In [9]:
import pandas as pd
import numpy as np
from sklearn.linear_model import LogisticRegression

df = pd.read_csv('../Datasets/diabetes.csv')
df.head()

Unnamed: 0,Pregnancies,Glucose,BloodPressure,SkinThickness,Insulin,BMI,DiabetesPedigreeFunction,Age,Outcome
0,6,148,72,35,0,33.6,0.627,50,1
1,1,85,66,29,0,26.6,0.351,31,0
2,8,183,64,0,0,23.3,0.672,32,1
3,1,89,66,23,94,28.1,0.167,21,0
4,0,137,40,35,168,43.1,2.288,33,1


## Break data into test & train

In [10]:
from sklearn.model_selection import cross_val_score, train_test_split
import pandas as pd
from sklearn.linear_model import LogisticRegression

pima = pd.read_csv('../Datasets/diabetes.csv')

feature_cols = ['Pregnancies', 'Insulin', 'BMI', 'Age']

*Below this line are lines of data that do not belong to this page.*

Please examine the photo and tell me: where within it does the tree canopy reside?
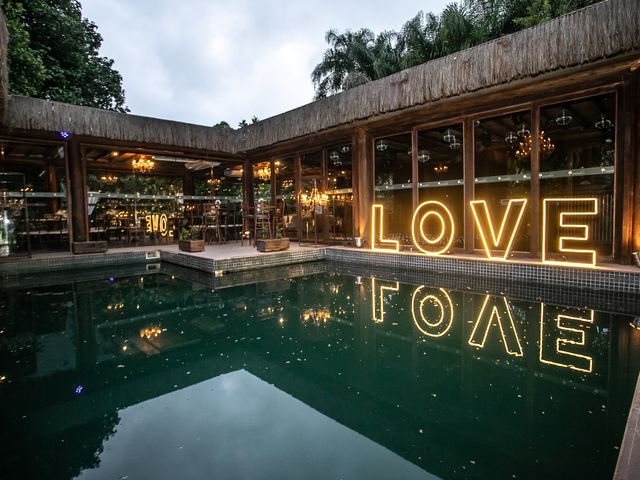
[2,0,128,112]
[311,0,600,99]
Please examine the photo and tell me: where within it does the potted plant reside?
[256,227,289,252]
[71,235,107,254]
[178,226,204,252]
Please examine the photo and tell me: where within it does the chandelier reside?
[253,162,280,182]
[100,175,118,185]
[131,155,156,173]
[140,325,162,340]
[376,140,389,152]
[300,180,329,207]
[556,108,573,127]
[516,131,556,160]
[433,163,449,175]
[302,308,331,327]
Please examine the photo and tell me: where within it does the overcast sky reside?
[81,0,450,127]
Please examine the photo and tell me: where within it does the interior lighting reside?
[371,204,400,252]
[442,128,456,143]
[556,108,573,127]
[376,140,389,152]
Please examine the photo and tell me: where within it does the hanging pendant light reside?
[556,108,573,127]
[418,150,431,163]
[594,114,613,130]
[376,140,389,152]
[504,132,518,143]
[518,123,531,138]
[442,128,456,143]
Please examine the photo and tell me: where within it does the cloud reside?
[82,0,445,126]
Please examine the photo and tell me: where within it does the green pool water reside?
[0,267,640,480]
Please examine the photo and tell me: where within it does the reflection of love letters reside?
[371,198,598,267]
[371,277,594,373]
[144,213,173,237]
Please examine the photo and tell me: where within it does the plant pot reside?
[178,240,204,252]
[256,238,289,252]
[71,240,107,254]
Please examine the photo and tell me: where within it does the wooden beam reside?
[67,138,89,241]
[529,104,541,258]
[352,128,374,244]
[462,118,475,253]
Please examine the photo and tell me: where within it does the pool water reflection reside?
[0,272,640,479]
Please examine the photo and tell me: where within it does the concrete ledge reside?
[613,376,640,480]
[0,250,158,276]
[325,247,640,293]
[160,248,325,273]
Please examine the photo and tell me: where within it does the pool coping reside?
[613,375,640,480]
[0,246,640,294]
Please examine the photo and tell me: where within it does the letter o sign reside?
[411,200,455,255]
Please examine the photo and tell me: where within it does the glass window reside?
[300,152,322,177]
[327,145,353,242]
[374,133,413,249]
[474,111,531,251]
[0,141,69,256]
[274,158,298,238]
[540,93,615,256]
[418,124,464,248]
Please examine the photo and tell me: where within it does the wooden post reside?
[67,137,89,241]
[613,71,640,263]
[462,118,475,253]
[293,153,302,243]
[47,160,60,213]
[529,104,541,258]
[352,128,374,244]
[242,159,255,206]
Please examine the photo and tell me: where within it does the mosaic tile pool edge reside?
[160,248,325,273]
[0,251,151,276]
[325,248,640,293]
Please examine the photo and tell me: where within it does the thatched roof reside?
[0,0,640,153]
[0,6,9,123]
[4,95,237,153]
[240,0,640,150]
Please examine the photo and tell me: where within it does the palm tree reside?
[311,28,375,98]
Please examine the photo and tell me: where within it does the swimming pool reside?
[0,264,640,479]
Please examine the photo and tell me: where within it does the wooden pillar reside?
[47,160,60,213]
[67,138,89,241]
[182,172,194,195]
[613,70,640,263]
[411,128,420,211]
[352,128,374,244]
[462,118,475,253]
[529,104,542,258]
[293,153,302,242]
[242,159,255,205]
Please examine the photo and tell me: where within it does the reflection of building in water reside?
[540,303,594,373]
[468,295,522,357]
[372,278,604,373]
[371,277,400,323]
[411,285,454,337]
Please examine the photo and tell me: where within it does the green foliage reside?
[180,225,202,240]
[213,120,233,130]
[311,0,598,99]
[2,0,128,112]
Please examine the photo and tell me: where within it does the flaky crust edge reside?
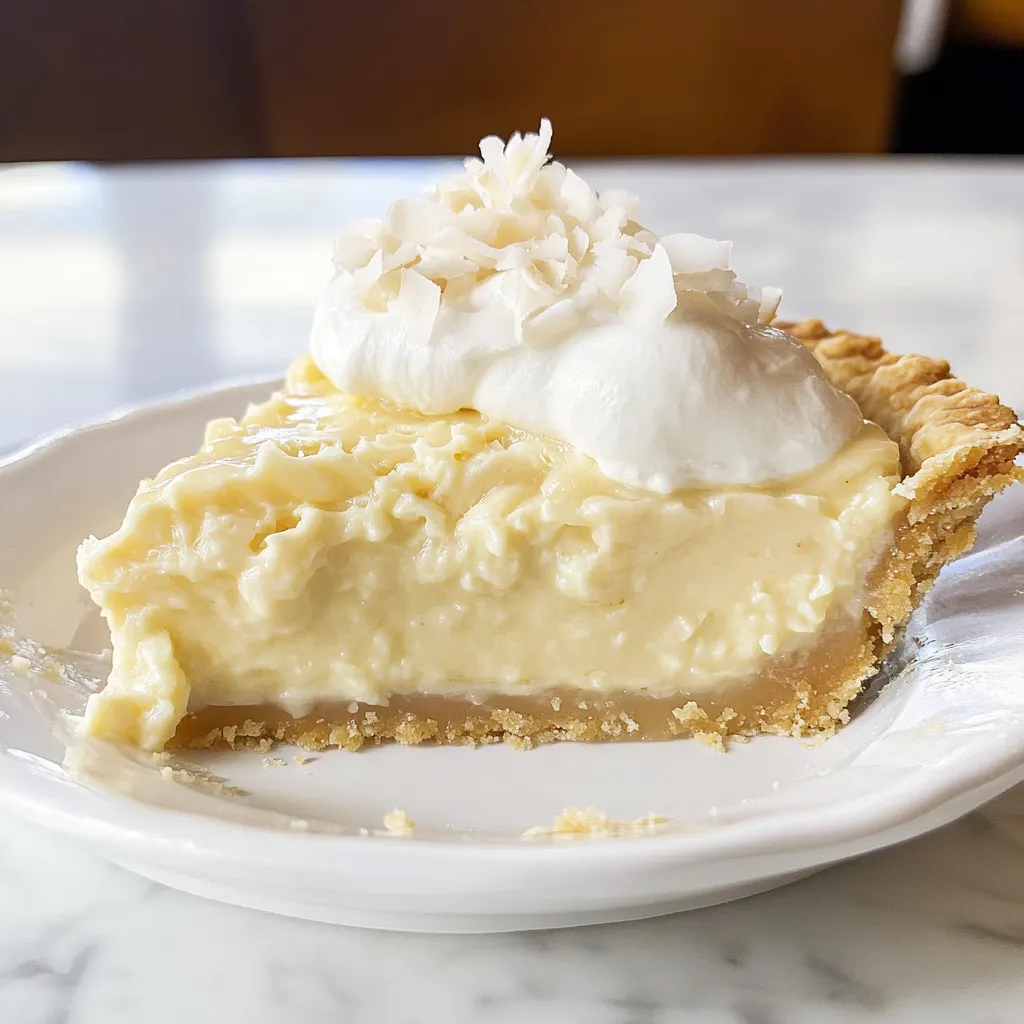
[774,319,1024,643]
[178,319,1024,751]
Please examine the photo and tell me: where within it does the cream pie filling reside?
[79,357,903,748]
[310,116,862,494]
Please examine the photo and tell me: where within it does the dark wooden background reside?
[0,0,900,161]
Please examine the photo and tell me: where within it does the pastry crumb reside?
[384,807,416,836]
[522,807,669,840]
[693,732,725,754]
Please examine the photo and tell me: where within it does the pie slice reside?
[80,321,1024,750]
[79,124,1024,750]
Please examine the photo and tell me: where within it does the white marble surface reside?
[0,155,1024,1024]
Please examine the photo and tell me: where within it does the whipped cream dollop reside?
[310,121,862,494]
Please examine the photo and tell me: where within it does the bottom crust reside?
[171,615,877,751]
[171,411,1021,751]
[172,321,1024,750]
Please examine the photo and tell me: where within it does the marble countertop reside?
[0,155,1024,1024]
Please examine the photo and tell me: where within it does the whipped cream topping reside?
[310,121,862,494]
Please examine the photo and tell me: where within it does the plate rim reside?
[0,374,1024,874]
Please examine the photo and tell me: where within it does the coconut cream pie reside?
[79,123,1024,750]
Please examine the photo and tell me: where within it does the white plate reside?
[0,382,1024,931]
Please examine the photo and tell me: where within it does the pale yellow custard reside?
[79,357,904,749]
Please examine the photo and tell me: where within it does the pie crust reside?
[173,319,1024,750]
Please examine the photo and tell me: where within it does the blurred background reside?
[0,0,1024,452]
[0,0,1024,162]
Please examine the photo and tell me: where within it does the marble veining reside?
[0,786,1024,1024]
[0,155,1024,1024]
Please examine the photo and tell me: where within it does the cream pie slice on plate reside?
[79,123,1024,750]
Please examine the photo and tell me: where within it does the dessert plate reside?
[0,381,1024,932]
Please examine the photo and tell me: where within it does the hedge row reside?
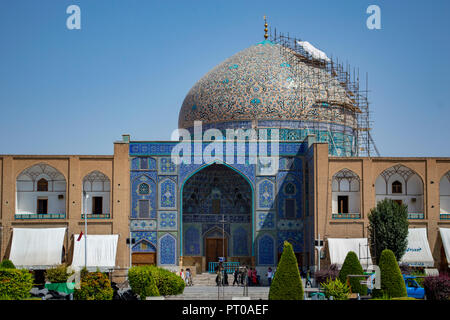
[0,268,33,300]
[128,266,186,299]
[73,270,114,300]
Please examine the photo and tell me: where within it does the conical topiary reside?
[0,259,16,269]
[269,241,303,300]
[338,251,367,296]
[128,266,160,300]
[378,249,407,298]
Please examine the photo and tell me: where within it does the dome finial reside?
[264,16,269,40]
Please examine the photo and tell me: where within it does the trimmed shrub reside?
[322,278,350,300]
[45,265,73,283]
[423,275,450,301]
[74,272,114,300]
[398,263,413,274]
[0,269,33,300]
[150,266,186,296]
[339,251,367,296]
[0,259,16,269]
[314,264,339,284]
[269,241,303,300]
[128,266,160,300]
[379,249,407,298]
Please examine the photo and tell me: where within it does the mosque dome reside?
[178,40,356,128]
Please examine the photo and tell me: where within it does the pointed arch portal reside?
[180,162,254,269]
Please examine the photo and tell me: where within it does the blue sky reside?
[0,0,450,157]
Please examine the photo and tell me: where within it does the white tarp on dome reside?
[439,228,450,267]
[72,234,119,271]
[328,238,372,269]
[400,228,434,267]
[9,228,66,269]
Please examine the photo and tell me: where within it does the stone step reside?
[165,285,269,300]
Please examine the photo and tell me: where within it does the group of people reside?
[233,266,273,286]
[180,268,193,286]
[180,262,312,288]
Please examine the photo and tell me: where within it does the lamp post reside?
[83,191,89,269]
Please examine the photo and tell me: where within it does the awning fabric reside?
[328,238,372,269]
[400,228,434,267]
[9,228,66,269]
[72,234,119,271]
[439,228,450,267]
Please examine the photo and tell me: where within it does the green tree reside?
[369,199,409,264]
[269,241,303,300]
[338,251,367,296]
[379,249,407,298]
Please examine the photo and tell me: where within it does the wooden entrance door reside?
[206,238,228,265]
[131,252,156,266]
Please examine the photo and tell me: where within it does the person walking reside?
[180,269,186,281]
[252,268,258,286]
[305,268,312,288]
[184,268,191,286]
[267,267,273,287]
[233,268,239,287]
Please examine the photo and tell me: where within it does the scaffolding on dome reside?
[269,29,380,157]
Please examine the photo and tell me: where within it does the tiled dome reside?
[178,40,356,128]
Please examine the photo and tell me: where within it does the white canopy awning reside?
[400,228,434,267]
[439,228,450,267]
[72,234,119,271]
[9,228,66,269]
[328,238,372,269]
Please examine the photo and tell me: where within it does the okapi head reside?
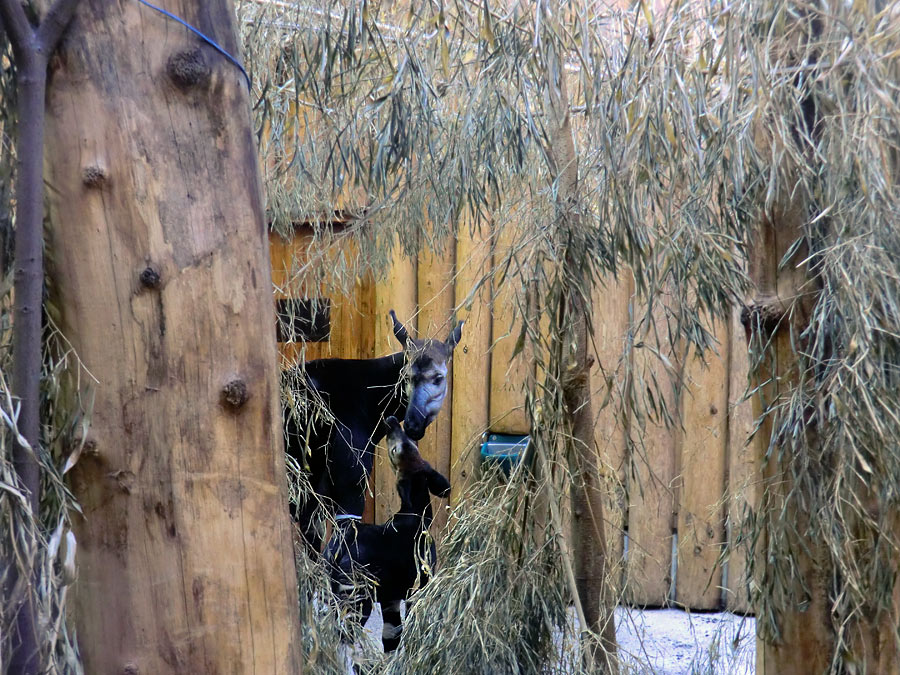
[390,310,464,441]
[385,416,450,508]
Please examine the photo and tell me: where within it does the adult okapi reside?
[285,310,463,552]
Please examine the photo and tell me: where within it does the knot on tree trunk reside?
[140,265,160,288]
[81,164,107,188]
[222,378,250,411]
[741,295,787,341]
[166,47,212,90]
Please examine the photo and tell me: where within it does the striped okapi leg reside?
[381,600,403,654]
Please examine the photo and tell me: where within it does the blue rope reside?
[132,0,251,91]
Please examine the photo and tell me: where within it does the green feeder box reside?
[481,434,531,476]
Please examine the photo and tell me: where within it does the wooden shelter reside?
[270,222,761,611]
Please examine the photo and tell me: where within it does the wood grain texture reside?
[590,272,633,595]
[372,246,417,523]
[450,226,491,505]
[418,238,456,537]
[675,322,730,609]
[725,307,762,612]
[490,223,533,434]
[625,294,678,606]
[41,0,301,673]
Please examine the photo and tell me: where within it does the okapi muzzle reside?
[390,310,464,441]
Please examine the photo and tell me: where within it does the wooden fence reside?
[270,230,762,611]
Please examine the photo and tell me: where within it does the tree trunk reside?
[547,26,617,672]
[41,0,301,673]
[742,209,835,675]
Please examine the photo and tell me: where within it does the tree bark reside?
[41,0,301,673]
[547,22,617,672]
[742,209,835,675]
[0,0,78,674]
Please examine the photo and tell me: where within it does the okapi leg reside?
[381,600,403,654]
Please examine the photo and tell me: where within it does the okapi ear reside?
[388,310,409,347]
[445,321,465,350]
[428,469,450,499]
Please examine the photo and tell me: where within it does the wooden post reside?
[625,298,679,606]
[725,308,762,612]
[41,0,301,674]
[742,209,835,675]
[591,269,634,596]
[0,0,78,675]
[450,224,491,505]
[675,322,729,609]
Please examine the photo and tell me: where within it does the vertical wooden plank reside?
[372,246,416,523]
[450,226,491,505]
[418,239,456,538]
[489,223,532,434]
[675,321,730,609]
[591,272,633,596]
[725,307,763,612]
[625,294,677,606]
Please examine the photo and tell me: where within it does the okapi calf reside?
[325,417,450,652]
[285,310,463,553]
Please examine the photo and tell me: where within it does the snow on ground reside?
[616,607,756,675]
[358,604,756,675]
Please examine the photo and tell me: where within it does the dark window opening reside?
[275,298,331,342]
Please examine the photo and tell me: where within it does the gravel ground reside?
[366,605,756,675]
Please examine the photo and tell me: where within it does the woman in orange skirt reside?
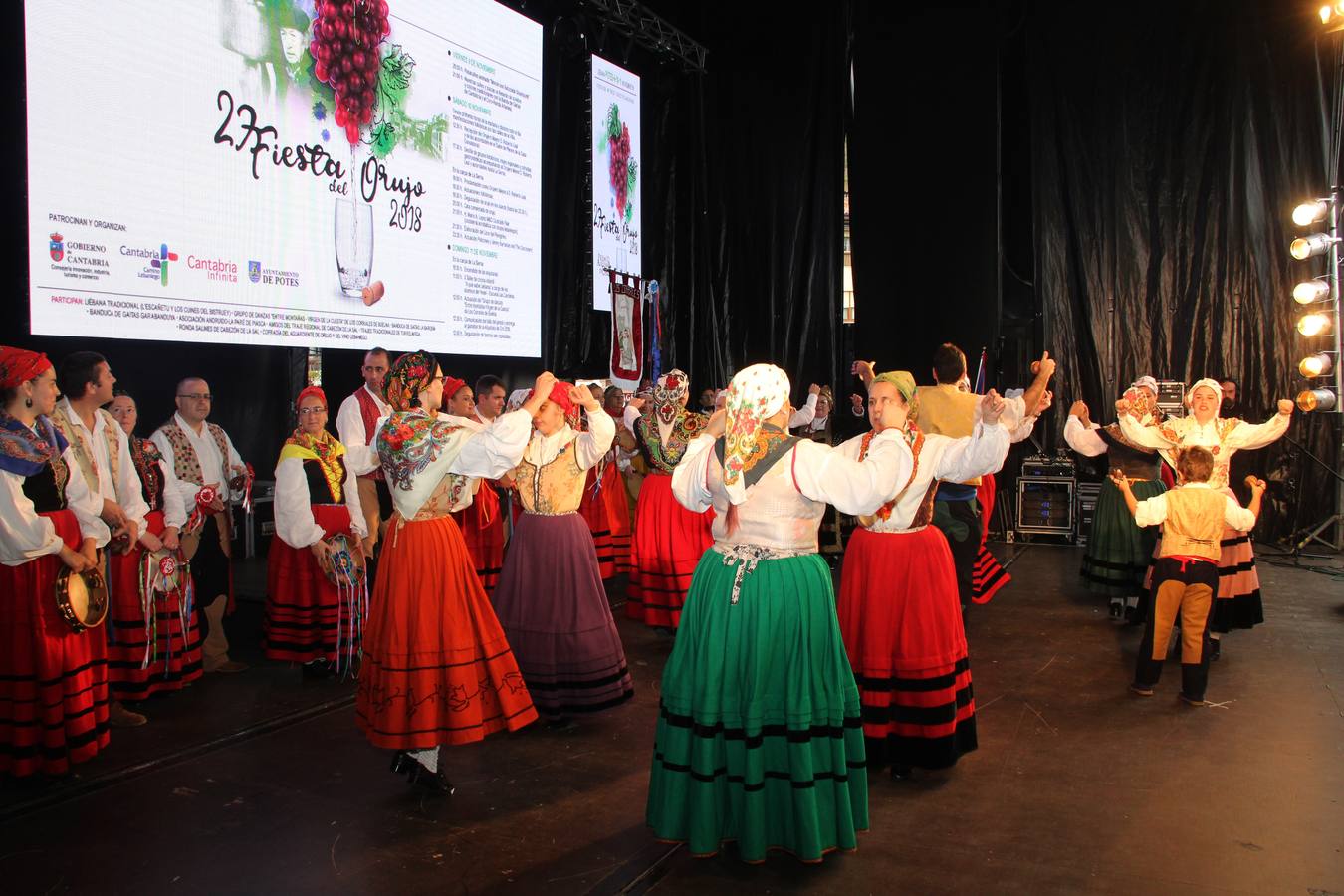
[836,370,1009,778]
[262,385,368,677]
[0,345,108,776]
[625,370,714,628]
[354,352,556,792]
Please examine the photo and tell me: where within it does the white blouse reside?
[0,447,108,566]
[672,431,910,553]
[1120,414,1290,489]
[149,414,243,508]
[336,383,392,476]
[373,410,535,520]
[523,408,615,470]
[1064,414,1107,457]
[836,423,1009,532]
[276,455,368,549]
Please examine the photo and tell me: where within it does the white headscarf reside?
[723,364,788,504]
[1186,376,1224,416]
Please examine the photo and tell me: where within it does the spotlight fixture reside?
[1293,278,1331,305]
[1297,389,1336,414]
[1287,234,1335,261]
[1297,352,1335,379]
[1297,312,1332,336]
[1293,199,1331,227]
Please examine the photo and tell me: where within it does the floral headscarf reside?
[652,369,691,443]
[723,364,788,504]
[653,369,691,426]
[383,352,438,411]
[444,376,466,404]
[872,370,919,422]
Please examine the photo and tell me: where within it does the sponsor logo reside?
[149,243,177,286]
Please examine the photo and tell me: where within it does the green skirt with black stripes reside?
[646,550,868,861]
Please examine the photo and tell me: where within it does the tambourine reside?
[55,565,108,633]
[323,535,367,588]
[139,549,185,593]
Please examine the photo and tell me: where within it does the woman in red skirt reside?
[108,392,202,701]
[354,352,556,792]
[838,370,1009,778]
[262,385,368,677]
[625,369,714,628]
[0,345,108,776]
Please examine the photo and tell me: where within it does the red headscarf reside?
[295,385,327,411]
[444,376,466,407]
[527,380,579,428]
[0,345,51,388]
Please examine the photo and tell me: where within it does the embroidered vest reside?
[51,401,130,504]
[158,420,233,486]
[130,438,164,511]
[1160,489,1228,562]
[354,385,384,480]
[634,411,708,474]
[514,442,587,516]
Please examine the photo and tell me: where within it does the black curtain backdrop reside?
[1028,1,1339,524]
[845,0,1010,392]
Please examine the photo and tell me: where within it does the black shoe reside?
[391,750,419,776]
[407,759,457,796]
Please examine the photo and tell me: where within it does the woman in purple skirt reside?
[493,383,634,724]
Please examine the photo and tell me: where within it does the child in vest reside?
[1111,446,1264,707]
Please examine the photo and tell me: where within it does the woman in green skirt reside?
[1064,376,1167,622]
[648,364,911,862]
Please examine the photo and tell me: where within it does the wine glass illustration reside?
[335,196,373,299]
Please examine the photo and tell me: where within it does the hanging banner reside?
[606,270,644,392]
[591,57,644,312]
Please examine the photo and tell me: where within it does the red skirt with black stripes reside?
[354,513,537,750]
[0,511,108,776]
[837,527,976,769]
[625,473,714,628]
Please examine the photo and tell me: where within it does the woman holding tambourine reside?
[108,392,203,701]
[0,345,108,776]
[262,385,368,677]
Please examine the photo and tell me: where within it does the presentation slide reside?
[24,0,540,357]
[592,57,642,312]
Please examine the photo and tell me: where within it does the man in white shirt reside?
[336,347,392,556]
[150,376,247,672]
[51,352,149,727]
[476,373,508,423]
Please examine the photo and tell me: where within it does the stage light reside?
[1297,312,1331,336]
[1293,278,1331,305]
[1293,199,1331,227]
[1297,389,1336,414]
[1287,234,1333,261]
[1297,352,1335,379]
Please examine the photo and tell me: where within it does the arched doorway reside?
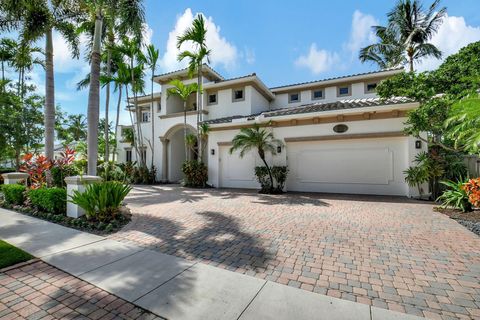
[160,123,196,182]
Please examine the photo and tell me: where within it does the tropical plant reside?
[82,0,145,175]
[230,123,282,192]
[167,79,198,160]
[69,181,132,222]
[144,44,160,168]
[463,178,480,208]
[1,184,26,205]
[360,0,446,72]
[437,181,472,212]
[28,187,67,215]
[177,14,211,162]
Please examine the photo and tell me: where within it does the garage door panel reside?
[287,137,408,195]
[294,148,393,184]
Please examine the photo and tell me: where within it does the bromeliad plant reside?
[69,181,132,222]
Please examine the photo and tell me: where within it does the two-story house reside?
[118,66,427,196]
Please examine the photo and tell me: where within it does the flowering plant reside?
[463,178,480,207]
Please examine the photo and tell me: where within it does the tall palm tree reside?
[177,14,211,162]
[145,44,160,168]
[167,79,198,160]
[230,123,281,191]
[360,0,446,72]
[0,0,83,165]
[81,0,145,175]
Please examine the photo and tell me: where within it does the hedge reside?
[1,184,26,205]
[28,188,67,215]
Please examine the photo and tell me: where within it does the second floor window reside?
[142,111,150,122]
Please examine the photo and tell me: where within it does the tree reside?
[82,0,145,175]
[177,14,211,162]
[167,79,198,160]
[360,0,446,72]
[0,0,83,165]
[145,44,160,168]
[230,124,281,192]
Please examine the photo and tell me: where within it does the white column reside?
[65,176,102,218]
[2,172,29,185]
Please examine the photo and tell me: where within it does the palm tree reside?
[230,123,282,191]
[177,14,211,162]
[360,0,446,72]
[0,0,83,165]
[145,44,160,168]
[81,0,145,175]
[167,79,198,160]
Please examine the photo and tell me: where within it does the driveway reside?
[111,185,480,319]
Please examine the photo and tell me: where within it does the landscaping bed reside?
[434,207,480,236]
[0,240,34,269]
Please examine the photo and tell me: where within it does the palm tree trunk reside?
[87,9,103,176]
[183,100,188,160]
[104,49,112,162]
[150,66,155,169]
[44,29,55,160]
[113,85,122,162]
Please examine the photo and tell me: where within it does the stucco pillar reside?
[2,172,29,185]
[65,176,102,218]
[160,137,169,182]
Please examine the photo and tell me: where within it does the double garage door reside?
[220,137,408,195]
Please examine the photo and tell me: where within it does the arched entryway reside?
[160,123,196,182]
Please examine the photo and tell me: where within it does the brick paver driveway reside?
[112,186,480,319]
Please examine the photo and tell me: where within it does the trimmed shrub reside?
[2,184,27,205]
[182,160,208,188]
[28,188,67,215]
[70,181,132,222]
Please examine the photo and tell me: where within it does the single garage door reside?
[286,137,408,195]
[219,146,262,189]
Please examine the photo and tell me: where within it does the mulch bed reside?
[434,207,480,236]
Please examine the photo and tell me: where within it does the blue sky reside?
[13,0,480,123]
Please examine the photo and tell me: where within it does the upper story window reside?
[365,82,378,93]
[337,85,352,97]
[232,88,245,102]
[312,89,325,100]
[142,111,150,122]
[207,93,218,105]
[288,92,300,103]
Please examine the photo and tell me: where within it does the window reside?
[232,89,245,102]
[288,92,300,103]
[312,89,325,100]
[208,93,217,105]
[365,82,377,93]
[142,111,150,122]
[337,86,352,97]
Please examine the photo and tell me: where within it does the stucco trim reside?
[158,110,208,119]
[284,131,405,142]
[210,110,408,131]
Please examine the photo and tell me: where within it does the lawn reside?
[0,240,33,269]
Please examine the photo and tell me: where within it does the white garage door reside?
[220,146,262,189]
[286,137,408,195]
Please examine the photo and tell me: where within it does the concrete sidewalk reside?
[0,209,422,320]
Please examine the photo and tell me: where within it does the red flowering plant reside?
[463,178,480,207]
[20,153,52,189]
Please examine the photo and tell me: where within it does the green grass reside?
[0,240,33,269]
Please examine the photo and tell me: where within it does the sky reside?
[11,0,480,124]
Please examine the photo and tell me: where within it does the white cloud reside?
[295,43,340,74]
[418,15,480,71]
[345,10,379,56]
[160,8,239,71]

# X is a matrix,access the features we want in feature_cols
X = pima[feature_cols]

# y is a vector, hence we use dot to access 'label'
y = pima['Outcome']

# split X and y into training and testing sets
X_train, X_test, y_train, y_test = train_test_split(X, y, test_size=0.25, random_state=0)

y_test.value_counts()

0    130
1     62
Name: Outcome, dtype: int64

## Build Logistic Regression model

In [11]:
logreg = LogisticRegression()

# fit model
logreg.fit(X_train, y_train)



LogisticRegression(C=1.0, class_weight=None, dual=False, fit_intercept=True,
                   intercept_scaling=1, l1_ratio=None, max_iter=100,
                   multi_class='warn', n_jobs=None, penalty='l2',
                   random_state=None, solver='warn', tol=0.0001, verbose=0,
                   warm_start=False)

## See what the model predicts for y predictions

In [12]:
y_pred = logreg.predict(X_test)

y_pred

array([0, 0, 0, 0, 0, 0, 0, 1, 0, 1, 0, 1, 0, 0, 0, 0, 0, 0, 0, 0, 0, 0,
       0, 0, 0, 0, 0, 1, 0, 0, 0, 0, 0, 0, 0, 0, 0, 0, 0, 0, 0, 0, 0, 0,
       1, 0, 0, 0, 0, 0, 0, 0, 1, 0, 0, 0, 0, 1, 0, 0, 1, 0, 0, 0, 0, 0,
       0, 0, 0, 0, 0, 0, 0, 1, 0, 0, 1, 0, 0, 0, 1, 0, 0, 0, 0, 0, 0, 0,
       1, 0, 0, 0, 0, 0, 0, 0, 1, 0, 1, 0, 1, 0, 0, 0, 0, 0, 0, 0, 0, 0,
       0, 1, 0, 0, 0, 0, 0, 0, 0, 1, 0, 1, 0, 1, 0, 0, 0, 0, 0, 0, 0, 0,
       0, 1, 0, 0, 0, 0, 0, 0, 0, 0, 0, 0, 0, 0, 0, 0, 0, 0, 0, 0, 0, 0,
       1, 0, 1, 0, 0, 1, 0, 0, 0, 0, 0, 0, 1, 0, 0, 0, 0, 0, 0, 0, 1, 0,
       1, 0, 0, 0, 0, 1, 0, 0, 0, 0, 0, 0, 0, 0, 0, 0])

## Actual values

In [13]:
y_test.values.T

array([1, 0, 0, 1, 0, 0, 1, 1, 0, 0, 1, 1, 0, 0, 0, 0, 1, 0, 0, 0, 1, 1,
       0, 0, 0, 0, 0, 0, 0, 0, 0, 0, 0, 0, 0, 1, 1, 0, 0, 0, 0, 0, 0, 1,
       1, 0, 0, 1, 1, 1, 0, 0, 1, 0, 0, 0, 0, 1, 1, 1, 1, 0, 0, 1, 1, 1,
       1, 0, 0, 0, 0, 0, 0, 0, 1, 0, 0, 0, 0, 0, 0, 0, 0, 0, 0, 0, 1, 0,
       1, 0, 0, 0, 0, 0, 0, 0, 1, 0, 1, 1, 0, 0, 0, 0, 0, 1, 0, 0, 0, 1,
       0, 1, 1, 1, 1, 1, 0, 0, 0, 1, 0, 0, 0, 0, 0, 0, 0, 1, 0, 0, 0, 0,
       0, 1, 0, 1, 0, 1, 1, 0, 0, 0, 0, 0, 1, 0, 0, 0, 0, 1, 0, 1, 0, 0,
       1, 0, 0, 0, 1, 1, 1, 1, 0, 0, 0, 1, 0, 0, 0, 0, 0, 0, 1, 1, 0, 0,
       0, 0, 0, 0, 1, 1, 0, 1, 1, 0, 1, 1, 1, 0, 0, 0])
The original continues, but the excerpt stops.